Lazy. No <script> tag for Pyodide in the HTML. No download until ensurePyodide() is called for the first time. The brainstem boots, signs the user in, lets them chat with the model, and Pyodide is still untouched if no agent has fired.

Promise-shared. The first call sets state.pyodideLoading to the in-flight promise. Subsequent calls before the load finishes await the same promise. No double-loading, no race condition.

Cached. Once loaded, state.pyodide holds the runtime; future calls return immediately. The 10MB cost is paid once per session.

The first agent call has measurable latency — about 3-5 seconds on a fast connection while the WASM loads. The user sees a “loading Pyodide” indicator in the chat.
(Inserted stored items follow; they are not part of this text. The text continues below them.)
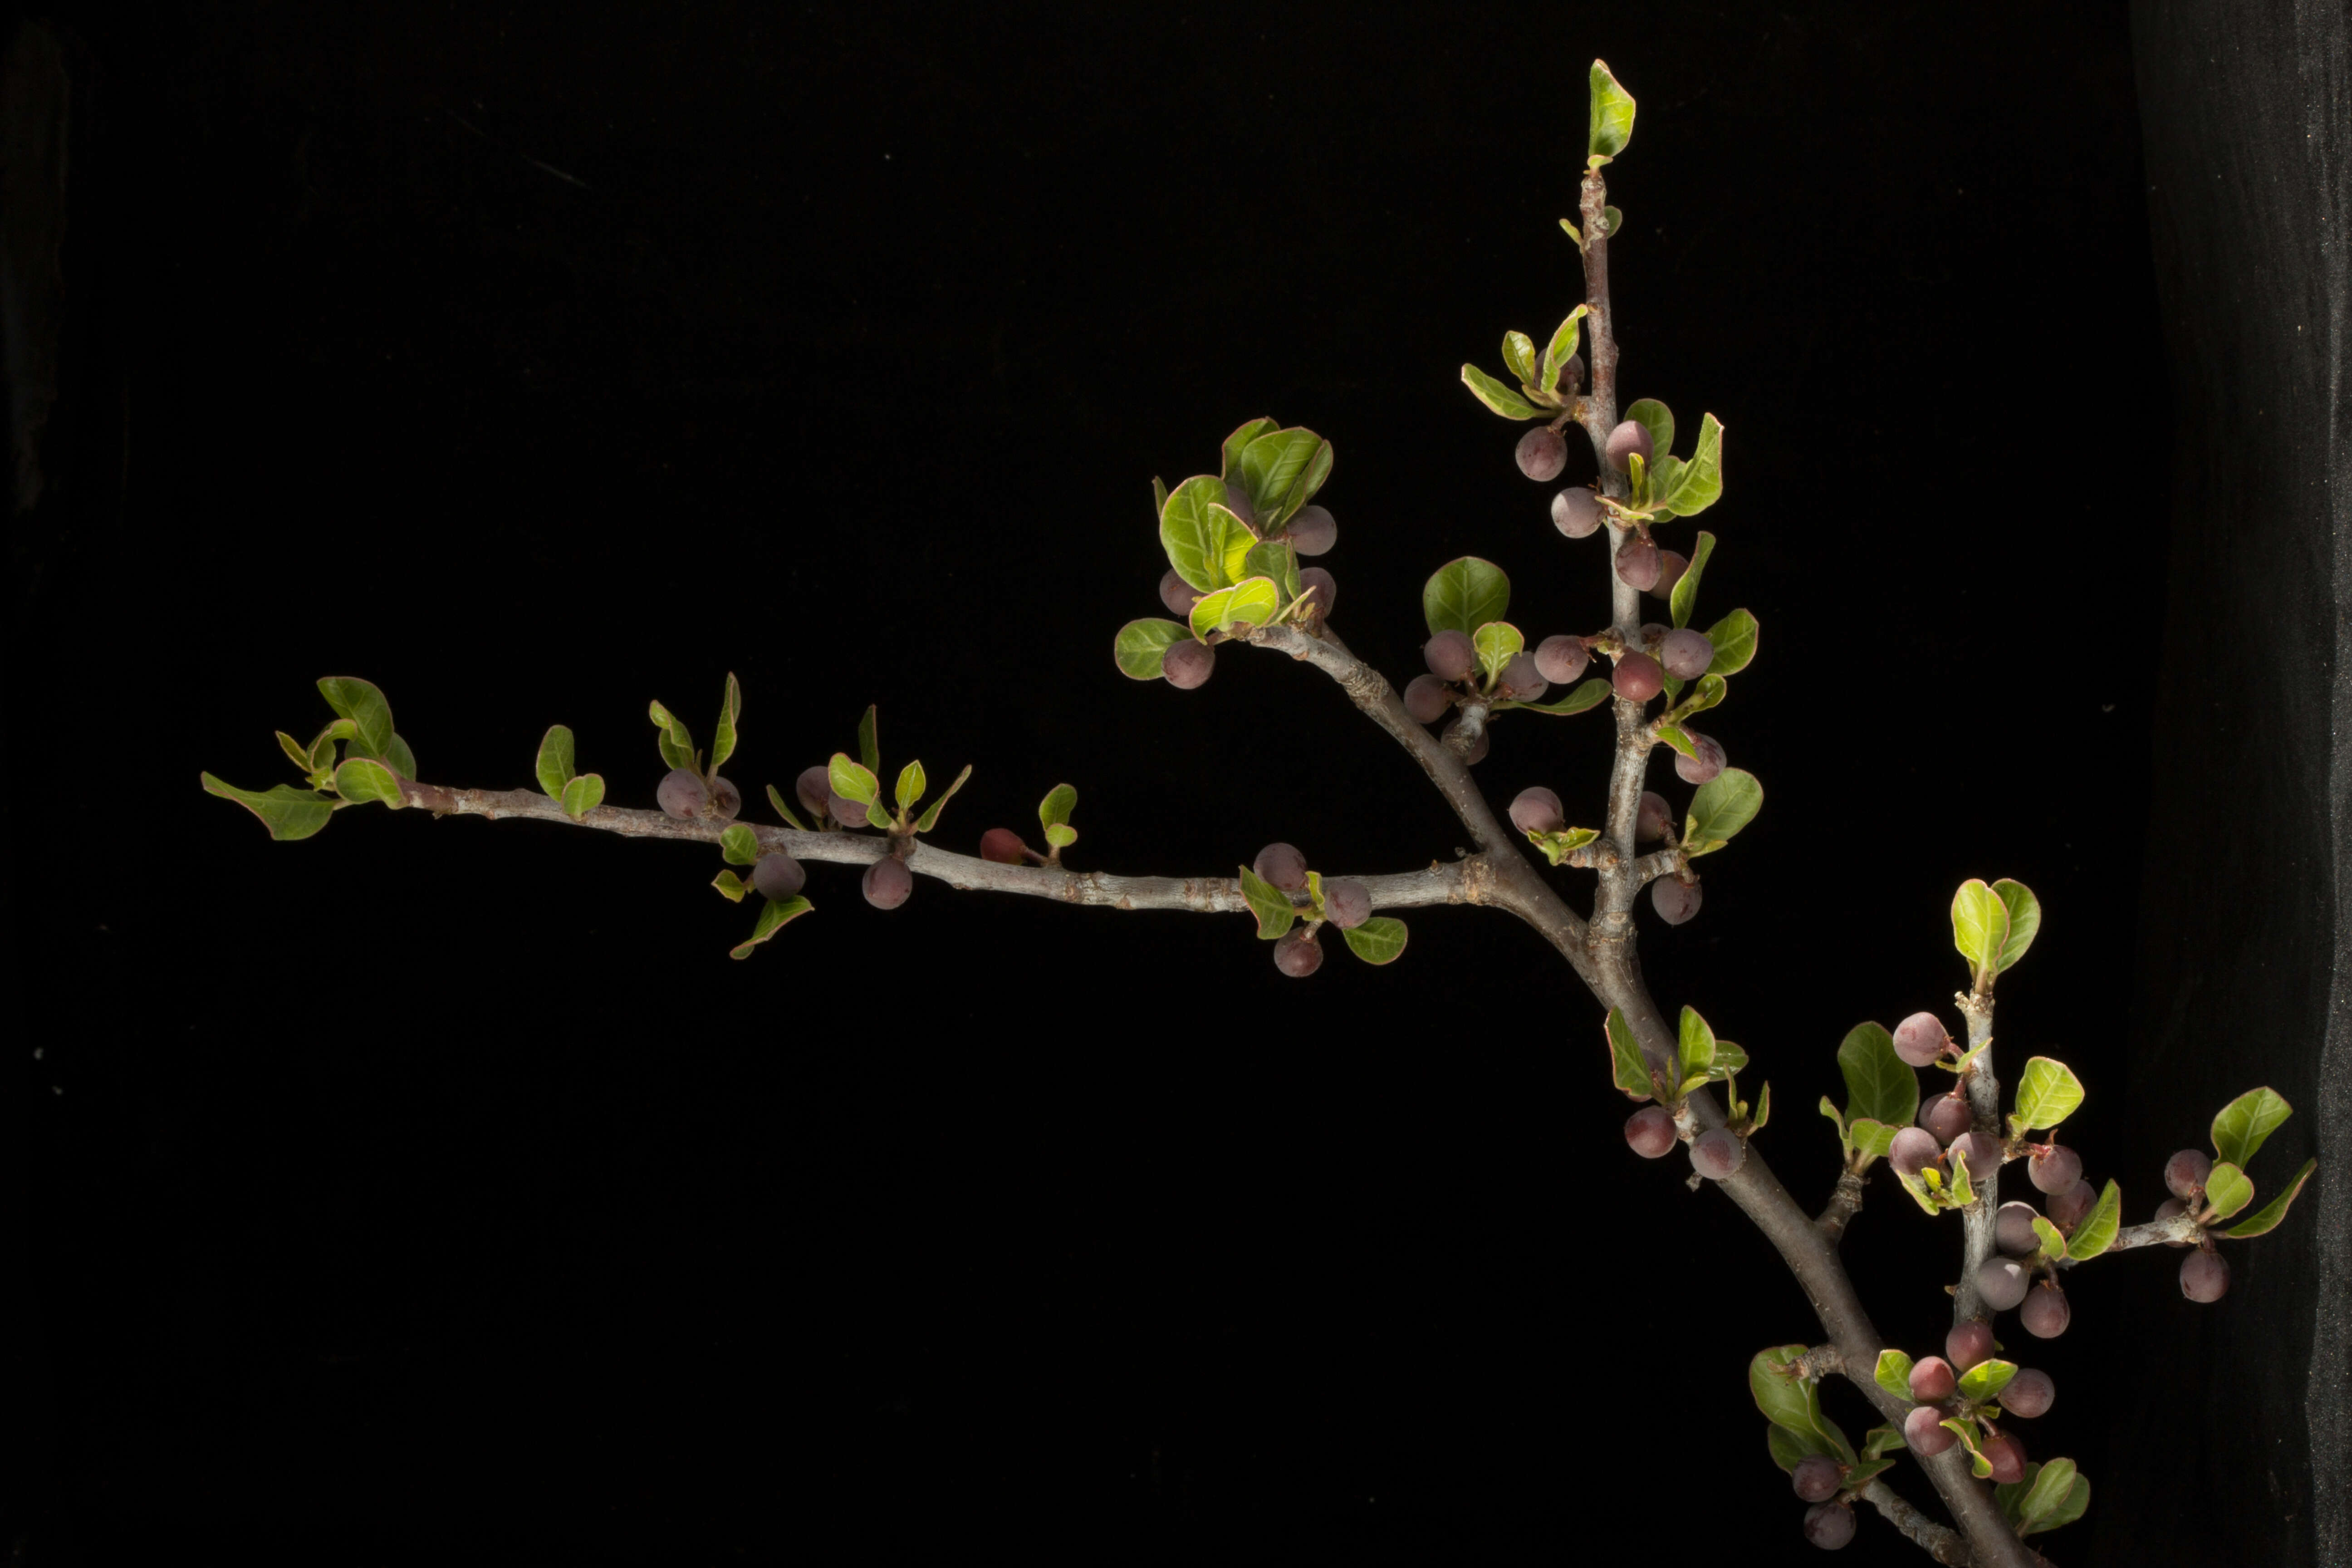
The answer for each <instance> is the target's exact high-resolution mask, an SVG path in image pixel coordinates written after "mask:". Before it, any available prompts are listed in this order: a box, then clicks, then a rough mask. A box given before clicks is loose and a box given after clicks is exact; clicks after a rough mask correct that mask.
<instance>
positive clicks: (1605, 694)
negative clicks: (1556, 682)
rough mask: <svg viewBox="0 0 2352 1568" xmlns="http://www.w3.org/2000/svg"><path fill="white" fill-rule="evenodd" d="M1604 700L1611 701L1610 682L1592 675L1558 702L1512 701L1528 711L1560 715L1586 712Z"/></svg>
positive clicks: (1603, 701) (1512, 707)
mask: <svg viewBox="0 0 2352 1568" xmlns="http://www.w3.org/2000/svg"><path fill="white" fill-rule="evenodd" d="M1604 701H1609V682H1606V679H1602V677H1592V679H1588V682H1583V684H1581V686H1576V691H1571V693H1566V696H1564V698H1559V701H1557V703H1512V708H1524V710H1526V712H1548V715H1555V717H1559V715H1571V712H1585V710H1588V708H1599V705H1602V703H1604Z"/></svg>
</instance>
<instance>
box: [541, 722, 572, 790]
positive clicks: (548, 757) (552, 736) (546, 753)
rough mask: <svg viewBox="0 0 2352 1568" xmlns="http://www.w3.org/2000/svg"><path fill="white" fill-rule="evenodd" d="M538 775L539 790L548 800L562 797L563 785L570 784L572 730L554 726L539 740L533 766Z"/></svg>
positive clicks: (564, 726) (551, 727)
mask: <svg viewBox="0 0 2352 1568" xmlns="http://www.w3.org/2000/svg"><path fill="white" fill-rule="evenodd" d="M534 771H536V773H539V790H541V792H543V795H548V797H550V799H562V797H564V785H567V783H572V729H569V726H564V724H555V726H550V729H548V733H546V736H541V738H539V762H536V766H534Z"/></svg>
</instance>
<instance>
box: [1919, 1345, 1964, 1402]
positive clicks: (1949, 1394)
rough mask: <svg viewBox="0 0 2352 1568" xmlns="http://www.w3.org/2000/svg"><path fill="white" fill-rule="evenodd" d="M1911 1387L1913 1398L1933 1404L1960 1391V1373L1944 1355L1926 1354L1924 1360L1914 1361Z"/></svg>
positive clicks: (1949, 1397)
mask: <svg viewBox="0 0 2352 1568" xmlns="http://www.w3.org/2000/svg"><path fill="white" fill-rule="evenodd" d="M1910 1389H1912V1399H1917V1401H1919V1403H1924V1406H1931V1403H1938V1401H1943V1399H1950V1396H1952V1394H1957V1392H1959V1373H1955V1371H1952V1363H1950V1361H1945V1359H1943V1356H1926V1359H1922V1361H1912V1378H1910Z"/></svg>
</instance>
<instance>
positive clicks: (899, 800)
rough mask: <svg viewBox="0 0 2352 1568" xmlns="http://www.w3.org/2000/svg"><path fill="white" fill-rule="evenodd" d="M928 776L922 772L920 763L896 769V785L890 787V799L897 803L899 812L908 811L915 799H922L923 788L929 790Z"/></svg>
mask: <svg viewBox="0 0 2352 1568" xmlns="http://www.w3.org/2000/svg"><path fill="white" fill-rule="evenodd" d="M929 783H931V780H929V776H927V773H924V771H922V762H910V764H906V766H903V769H898V783H896V785H891V799H894V802H898V809H901V811H910V809H913V806H915V802H917V799H922V792H924V788H929Z"/></svg>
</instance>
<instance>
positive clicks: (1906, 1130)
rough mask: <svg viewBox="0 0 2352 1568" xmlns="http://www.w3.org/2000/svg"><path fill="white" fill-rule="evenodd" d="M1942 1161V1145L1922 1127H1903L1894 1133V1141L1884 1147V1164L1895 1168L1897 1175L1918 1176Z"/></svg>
mask: <svg viewBox="0 0 2352 1568" xmlns="http://www.w3.org/2000/svg"><path fill="white" fill-rule="evenodd" d="M1940 1159H1943V1145H1940V1143H1936V1135H1933V1133H1929V1131H1926V1128H1924V1126H1905V1128H1903V1131H1900V1133H1896V1140H1893V1143H1891V1145H1886V1164H1891V1166H1893V1168H1896V1173H1898V1175H1919V1173H1922V1171H1926V1168H1929V1166H1933V1164H1938V1161H1940Z"/></svg>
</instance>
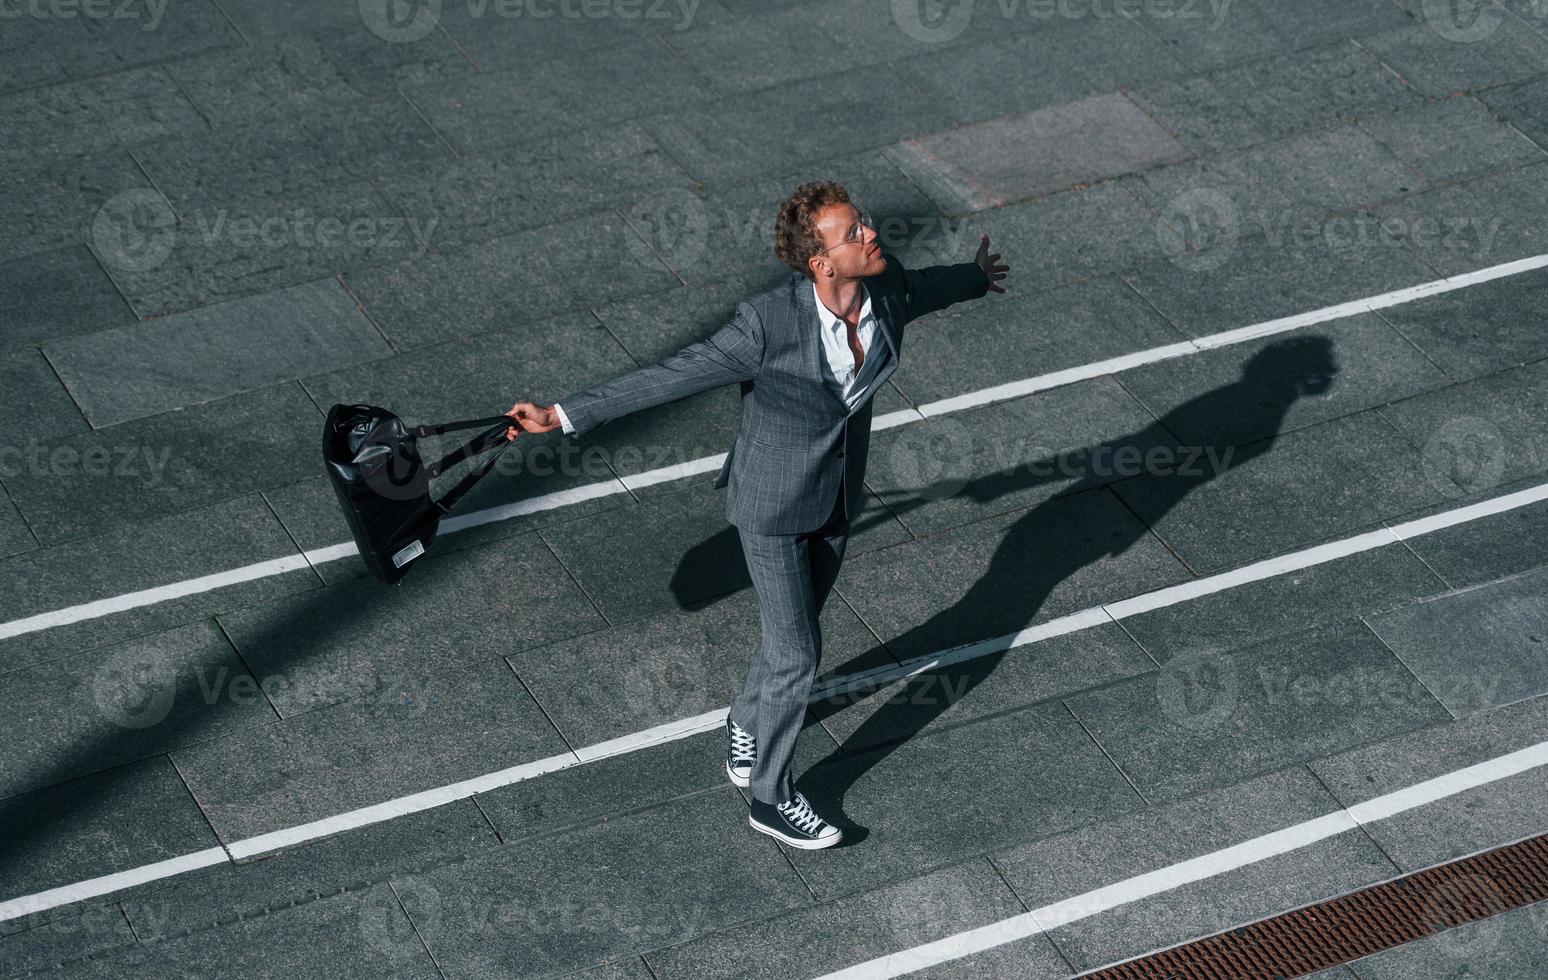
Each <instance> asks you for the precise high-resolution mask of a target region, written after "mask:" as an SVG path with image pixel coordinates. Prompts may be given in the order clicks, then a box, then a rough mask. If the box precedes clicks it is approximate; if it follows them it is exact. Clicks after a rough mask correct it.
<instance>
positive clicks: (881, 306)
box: [559, 255, 989, 534]
mask: <svg viewBox="0 0 1548 980" xmlns="http://www.w3.org/2000/svg"><path fill="white" fill-rule="evenodd" d="M885 260H887V269H885V271H884V272H881V274H878V276H873V277H870V279H865V280H864V282H865V286H867V290H868V291H870V300H872V313H873V314H875V316H876V324H878V327H879V333H881V336H882V339H884V341H885V342H884V344H882V345H879V350H878V348H872V351H868V353H867V356H878V355H879V356H884V358H887V362H885V364H882V367H881V368H879V372H878V375H876V382H875V385H873V387H872V392H875V390H876V387H879V385H881V384H882V382H884V381H887V378H889V376H892V373H893V372H895V370H898V365H899V364H901V359H902V328H904V327H906V325H907V324H909V322H910V320H913V319H915V317H920V316H924V314H926V313H932V311H935V310H943V308H946V307H949V305H952V303H955V302H960V300H964V299H977V297H980V296H983V294H985V293H988V291H989V277H988V276H986V274H985V271H983V269H981V268H980V266H978V263H975V262H963V263H960V265H938V266H929V268H923V269H904V268H902V263H901V262H899V260H898V259H896V257H893V255H885ZM817 330H820V320H819V317H817V299H816V297H814V296H813V291H811V280H810V279H807V277H805V276H800V274H799V272H794V271H793V272H791V274H789V277H788V279H786V280H785V282H782V283H780V285H777V286H774V288H771V290H766V291H763V293H759V294H755V296H752V297H749V299H745V300H741V302H738V303H737V311H735V316H732V319H731V322H728V324H726V325H724V327H721V328H720V330H717V331H715V333H714V334H712V336H711V338H707V339H704V341H700V342H697V344H689V345H687V347H684V348H683V350H680V351H678V353H675V355H672V356H669V358H666V359H664V361H661V362H658V364H652V365H647V367H641V368H638V370H633V372H627V373H624V375H619V376H616V378H613V379H611V381H604V382H602V384H598V385H593V387H590V389H587V390H584V392H577V393H574V395H570V396H568V398H560V399H559V404H562V406H563V409H565V416H568V418H570V424H571V426H573V427H574V435H584V433H585V432H587V430H590V429H594V427H596V426H601V424H602V423H607V421H611V420H615V418H619V416H624V415H630V413H633V412H639V410H641V409H649V407H652V406H658V404H663V403H669V401H676V399H680V398H687V396H689V395H697V393H698V392H703V390H707V389H714V387H720V385H723V384H729V382H732V381H737V382H740V384H741V426H740V430H738V432H737V438H735V443H732V446H731V452H729V454H728V457H726V463H724V464H723V466H721V468H720V475H718V477H717V480H715V486H717V488H728V492H726V520H729V522H731V523H734V525H737V526H738V528H741V529H743V531H749V533H754V534H799V533H803V531H811V529H816V528H819V526H822V523H824V522H825V520H827V519H828V514H830V512H831V511H833V499H834V495H836V494H837V489H839V477H841V475H842V477H844V508H845V514H847V516H848V517H850V519H853V517H856V516H858V514H859V509H861V502H862V497H864V486H862V480H864V477H865V457H867V454H868V451H870V424H872V401H873V398H865V401H862V403H861V404H859V406H858V407H856V409H854V410H853V412H851V410H850V407H848V406H847V404H845V401H844V398H841V396H839V393H837V392H836V390H834V389H831V387H828V382H827V381H825V376H824V372H822V356H824V353H822V339H820V338H819V336H817Z"/></svg>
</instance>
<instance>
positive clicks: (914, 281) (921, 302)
mask: <svg viewBox="0 0 1548 980" xmlns="http://www.w3.org/2000/svg"><path fill="white" fill-rule="evenodd" d="M1009 271H1011V266H1008V265H1003V263H1000V252H992V254H991V252H989V235H983V237H981V238H980V240H978V254H977V255H974V259H972V262H963V263H958V265H932V266H926V268H921V269H904V271H902V276H904V303H902V305H904V320H906V322H907V320H915V319H918V317H921V316H924V314H926V313H935V311H937V310H944V308H946V307H950V305H952V303H958V302H961V300H964V299H978V297H981V296H985V294H986V293H989V291H994V293H1005V286H1002V285H998V283H1000V280H1002V279H1005V274H1006V272H1009Z"/></svg>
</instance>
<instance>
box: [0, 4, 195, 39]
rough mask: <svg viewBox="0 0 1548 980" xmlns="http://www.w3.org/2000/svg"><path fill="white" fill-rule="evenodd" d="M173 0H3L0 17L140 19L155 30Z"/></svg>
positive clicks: (110, 19)
mask: <svg viewBox="0 0 1548 980" xmlns="http://www.w3.org/2000/svg"><path fill="white" fill-rule="evenodd" d="M167 3H170V0H0V20H15V19H20V17H28V19H31V20H70V19H73V17H84V19H88V20H138V22H139V29H141V31H155V29H156V28H158V26H161V17H163V15H164V14H166V12H167Z"/></svg>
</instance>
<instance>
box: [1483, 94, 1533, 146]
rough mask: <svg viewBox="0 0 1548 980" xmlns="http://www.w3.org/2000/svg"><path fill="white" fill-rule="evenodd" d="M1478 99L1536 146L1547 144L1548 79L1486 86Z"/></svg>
mask: <svg viewBox="0 0 1548 980" xmlns="http://www.w3.org/2000/svg"><path fill="white" fill-rule="evenodd" d="M1478 99H1480V101H1481V102H1483V104H1485V105H1488V107H1489V108H1491V110H1494V111H1495V113H1498V115H1500V118H1503V119H1505V121H1506V122H1509V124H1511V125H1514V127H1515V128H1519V130H1520V132H1522V133H1525V135H1526V138H1528V139H1531V141H1533V142H1536V144H1537V146H1540V147H1542V146H1545V144H1548V79H1533V81H1528V82H1519V84H1515V85H1505V87H1500V88H1489V90H1485V91H1480V93H1478Z"/></svg>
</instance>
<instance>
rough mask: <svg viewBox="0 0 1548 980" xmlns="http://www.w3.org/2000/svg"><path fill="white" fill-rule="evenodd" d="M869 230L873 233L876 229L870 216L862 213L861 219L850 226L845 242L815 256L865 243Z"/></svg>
mask: <svg viewBox="0 0 1548 980" xmlns="http://www.w3.org/2000/svg"><path fill="white" fill-rule="evenodd" d="M867 228H870V229H872V231H875V229H876V228H875V226H873V224H872V221H870V214H868V212H864V211H862V212H861V214H859V217H858V218H856V220H854V223H853V224H850V229H848V232H845V235H844V242H839V243H837V245H830V246H828V248H825V249H820V251H817V252H814V254H816V255H820V254H822V252H830V251H833V249H836V248H844V246H845V245H854V243H856V242H864V240H865V229H867Z"/></svg>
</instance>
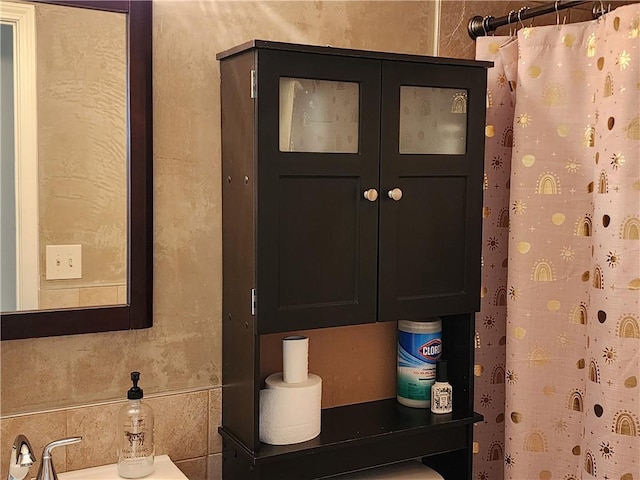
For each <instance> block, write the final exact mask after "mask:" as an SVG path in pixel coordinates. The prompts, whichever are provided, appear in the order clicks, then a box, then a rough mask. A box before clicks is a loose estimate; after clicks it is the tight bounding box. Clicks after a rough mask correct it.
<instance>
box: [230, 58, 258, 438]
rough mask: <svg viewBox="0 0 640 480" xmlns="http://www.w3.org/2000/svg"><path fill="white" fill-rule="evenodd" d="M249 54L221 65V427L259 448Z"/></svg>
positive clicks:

After that, agent calls are fast (the runtime is warm, agents import in milliseconds).

Could we do better?

Yes, with prefetching. We could trigger ensurePyodide() in the background after a sign-in event, on the assumption that “anyone signing in is likely to use agents soon.” Cost: 10MB even for users who only chat. Benefit: zero-latency first agent call.

Decision: don’t prefetch. The penalty for a chat-only user (paying 10MB they’ll never use) is worse than the penalty for an agent-first user (paying 5 seconds the first time). Most user sessions are chat-heavy and tool-light; the few seconds of first-tool latency is acceptable.

The fallback when Pyodide is slow / fails:

The agent dispatch order (tether → live → stub) provides a safety valve. If ensurePyodide() somehow fails — bad network, blocked CDN, browser without WASM support — the live executor returns an error envelope and the stub layer (or the tether, if available) takes over. The chat keeps working; tool calls just degrade.

The pattern generalizes:

For any expensive runtime / library / SDK that’s conditionally needed:

Don’t ship it in your initial bundle.
Hide the load behind a ensureX() function with a promise lock.
Cache the result.
Have a fallback path for when the load fails.

This is the same pattern as image lazy-loading, code-splitting in webpack, dynamic imports in modern bundlers. The principle is older than any of those tools: the cost of might-need is a tax on every user who doesn’t need it. Defer until proven necessary.

A note on CDN choice:

We load from cdn.jsdelivr.net. Other options were unpkg, the official Pyodide CDN, and self-hosting. jsDelivr won because:

Free, fast, globally cached.
Versions are pinnable in the URL.
Doesn’t 404 randomly the way unpkg occasionally does.
Self-hosting 10MB on GitHub Pages is fine but slow (no CDN behind it).

If jsDelivr ever gets unreliable we’ll mirror to a Cloudflare R2 bucket or similar. Until then, the path of least resistance is right.

10MB is a lot. Loading it lazily makes it free for users who don’t need it and bearable for users who do. The latency is real; the alternative — making everyone pay up front — is worse.